The world is full of happy people, except for when it’s not. Smiles and sadness coexist hand in hand, a binary star system; their gravities entwined in some unfathomable twist of fate. And, who knew? The most foundational of cosmic forces are dependent on their counterparts to attribute meaning to their existence. It is, however, a dynamic unduly built on imbalance.

One hand seems to grasp more tightly, the other’s knuckles contorted reluctantly, uncomfortably so. They have often become one and the same, because we live in a world that is oh-so-scared of being sad and of dominant, freely raging emotion.

You rise late, trapped under the force of all that is happening to you. That will happen. That already has. Instantly, you regret the hours spent under sheets, as if this were some horrific act for which you could never be forgiven.
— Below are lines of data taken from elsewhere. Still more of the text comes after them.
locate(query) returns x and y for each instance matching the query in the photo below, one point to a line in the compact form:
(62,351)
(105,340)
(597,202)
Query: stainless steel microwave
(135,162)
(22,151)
You read in the bath again. The sun is on your face; the light diffused by the mottled texture of the window pane.

Pages worn, well-loved, and laden with steam, their feel comparable to the texture of leaves in late September. It offers you a fleeting moment in which you understand your sadness. But there is always someone who will point out that her poems—like you—are self-indulgent. The book goes back on the shelf. 

I hope you feel shit. I hope you feel sad or, at the very least, guilty. Shameful, jealous - anything but ambivalent. I hope you feel these in the same way you would joy: with acceptance, and in expectation of its fleeting passing. I hope the guilt you feel is not guilt over feeling guilty. Because you are allowed.

I hope you feel shit in a way that is not movie-ready. In a way that is not a montage, made to a backing track of The Smiths, or worse; Adele. We are fascinated with romanticising emotions to the extent that they are no longer real. Pretty girls bent over toilet bowls, cigarettes in bony hands, and bleeding prose. There are pre-posed ‘before’ shots, planted tactfully so we can see that even heroes have it hard. The fall before a carefully curated happily-ever-after: portrayed only as a precursor to better things, a new life, without merit of the fall itself.

You do not have to make something from your sadness. You do not have to rise from it a better person, a more interesting guest at the party. Strong, troubled, poignant. You are allowed to hate it, to feel it or to embrace it. You are allowed to stay in bed. Emotions feed us, fuel us even, in the pursuit of growth or change. But they don’t have to. You do not have to be a tragedy just to be sad. So, God, I hope you feel shit.